A/B Testing
Engage lets you run 2-4 variants on a campaign and auto-promote the winner. Behind the scenes it uses a Bayesian model - which sounds intimidating but is actually simpler to read than the t-tests most marketing tools use.
Navigation
A/B variants are configured inside the Campaign Builder under the A/B Variants tab.
What You Can Test
| Element | Examples |
|---|---|
| Subject line | "Your scooter misses you" vs "Come back for 20% off" |
| Body copy | Long-form vs short-form, formal vs casual |
| CTA text | "Ride now" vs "Take a ride" vs "Unlock a scooter" |
| Send time | 10 AM vs 6 PM local |
| Channel | Email vs push (rare - usually a journey decision) |
You can test any combination of these by creating distinct variants. The traffic split is configurable per variant.
How the Test Runs
- You attach 2-4 variants to a campaign.
- Each recipient gets assigned to one variant deterministically (seeded by
customer_id), so a single rider always sees the same variant if they show up in multiple sends. - As engagement events stream in (delivered, opened, clicked), Engage updates its belief about each variant's true performance.

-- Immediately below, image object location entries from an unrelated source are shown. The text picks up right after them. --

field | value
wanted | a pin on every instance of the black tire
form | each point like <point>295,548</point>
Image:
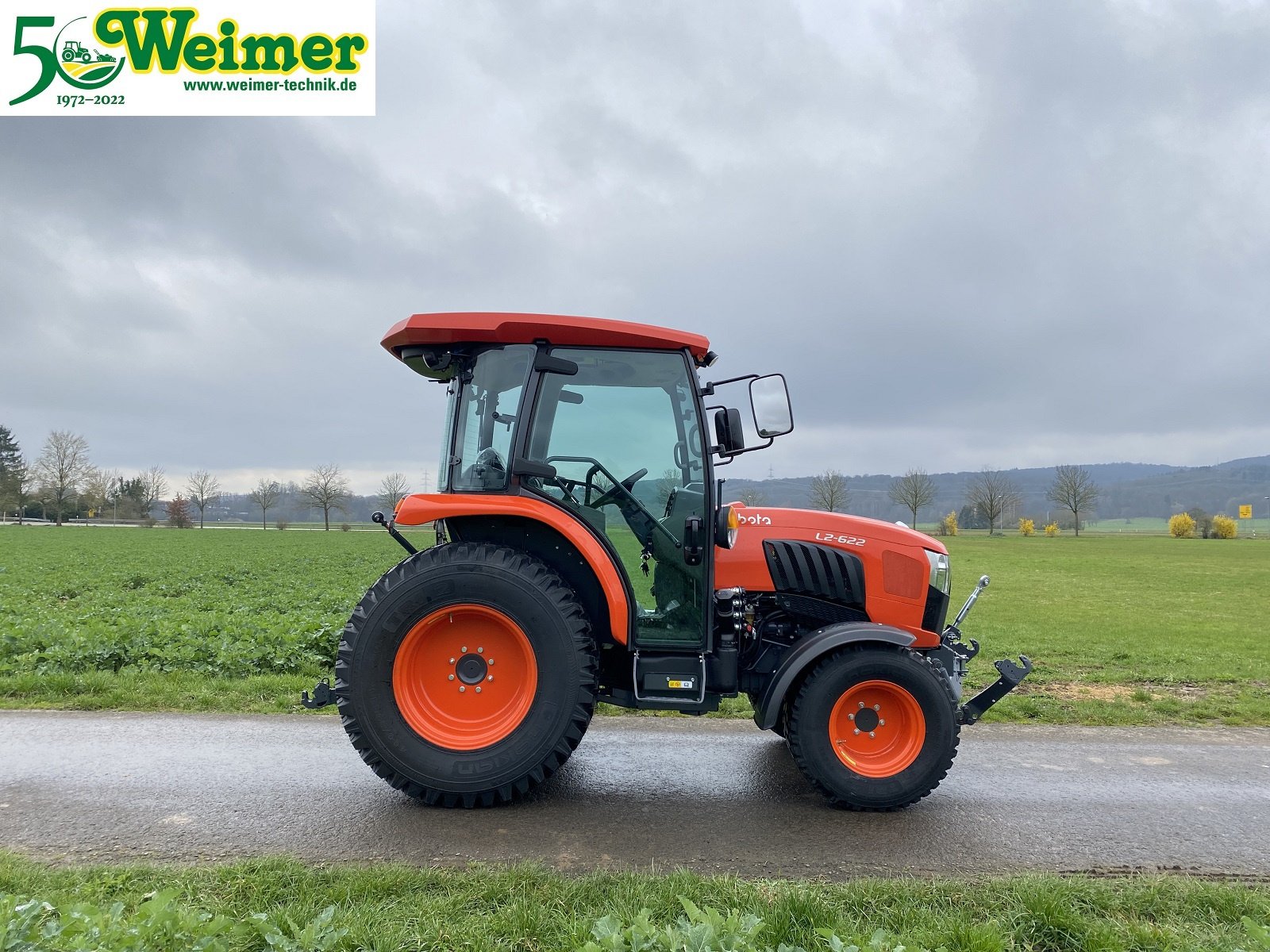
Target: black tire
<point>810,733</point>
<point>556,628</point>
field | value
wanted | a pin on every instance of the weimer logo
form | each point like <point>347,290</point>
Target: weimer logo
<point>70,56</point>
<point>289,67</point>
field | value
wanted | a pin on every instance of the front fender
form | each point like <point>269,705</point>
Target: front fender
<point>810,651</point>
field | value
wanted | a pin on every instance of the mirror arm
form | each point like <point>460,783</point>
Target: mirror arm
<point>708,390</point>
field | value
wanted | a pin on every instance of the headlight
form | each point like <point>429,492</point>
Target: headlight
<point>727,524</point>
<point>940,574</point>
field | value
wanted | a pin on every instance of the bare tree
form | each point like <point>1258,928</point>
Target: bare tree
<point>1075,490</point>
<point>327,489</point>
<point>264,495</point>
<point>829,492</point>
<point>670,482</point>
<point>178,513</point>
<point>203,490</point>
<point>61,469</point>
<point>154,486</point>
<point>912,490</point>
<point>97,488</point>
<point>992,493</point>
<point>22,486</point>
<point>391,489</point>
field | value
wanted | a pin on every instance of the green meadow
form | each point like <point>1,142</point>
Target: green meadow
<point>1124,628</point>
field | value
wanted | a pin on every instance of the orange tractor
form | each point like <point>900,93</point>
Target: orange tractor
<point>584,554</point>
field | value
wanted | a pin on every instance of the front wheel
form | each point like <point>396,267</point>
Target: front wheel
<point>467,674</point>
<point>874,727</point>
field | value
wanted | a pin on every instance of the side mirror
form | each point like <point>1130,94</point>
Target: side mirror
<point>728,432</point>
<point>772,401</point>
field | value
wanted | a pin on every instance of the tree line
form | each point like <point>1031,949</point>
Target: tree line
<point>61,482</point>
<point>990,495</point>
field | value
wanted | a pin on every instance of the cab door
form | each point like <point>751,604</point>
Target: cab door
<point>625,441</point>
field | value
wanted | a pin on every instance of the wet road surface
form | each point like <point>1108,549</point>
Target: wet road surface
<point>714,797</point>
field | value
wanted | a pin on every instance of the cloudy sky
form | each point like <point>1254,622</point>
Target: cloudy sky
<point>1006,234</point>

- Once each variant has at least 500 sends AND one variant has a 95%+ probability of being best, the winner is locked in.
- If you toggled Send remaining to winner, the rest of the audience receives the winning variant.
What Bayesian Actually Means Here
You may have learned A/B testing through "p-values" and "statistical significance." That approach (called frequentist) asks: "if the variants were actually identical, how often would I see results this extreme?" It's a useful question, but slow to give you a clear answer and easy to misuse.
The Bayesian approach asks the question you actually want answered: "What's the probability variant B is better than variant A?"
Engage gives you that probability directly. The campaign analytics page shows something like:
Variant A: 4.1% click rate (n=523), 12% chance of being best
Variant B: 5.8% click rate (n=518), 87% chance of being best
Variant C: 3.9% click rate (n=515), 1% chance of being best
When any variant crosses 95%, that's your winner.
The Math (Lightly Explained)
Skip this section if you are not a stats nerd - the tool works without it.
Engage models each variant as a Beta-Binomial:
- The Binomial part is the basic mechanic - of N sends, some succeeded (opened, clicked, whatever you defined).
- The Beta part is a prior distribution over the true success rate. Engage uses a weakly-informative uniform prior.
- After observing data, the posterior is also a Beta distribution.
To estimate "P(variant B is best)," Engage takes many random samples from each variant's posterior and counts how often each variant wins. The sampling uses the Marsaglia-Tsang Gamma algorithm, a fast and numerically stable way to draw Beta samples for any reasonable variant count.
The practical upshot: you get a clean probability number that updates in real time as data comes in, with no p-hacking and no early-stopping bias.
Setting Up an A/B Test
- In the campaign composer, click A/B Variants.
- Click Add Variant.
- For each variant:
- Give it a name (
A: original subject,B: emoji subject) - Attach a template (variants typically share a template; subject-line variants override just the
subjectfield) - Set the traffic split weight (defaults are equal weighting)
- Give it a name (
- Optional: toggle Hold out 10% to keep a control group that never sees any variant - useful for measuring incremental impact.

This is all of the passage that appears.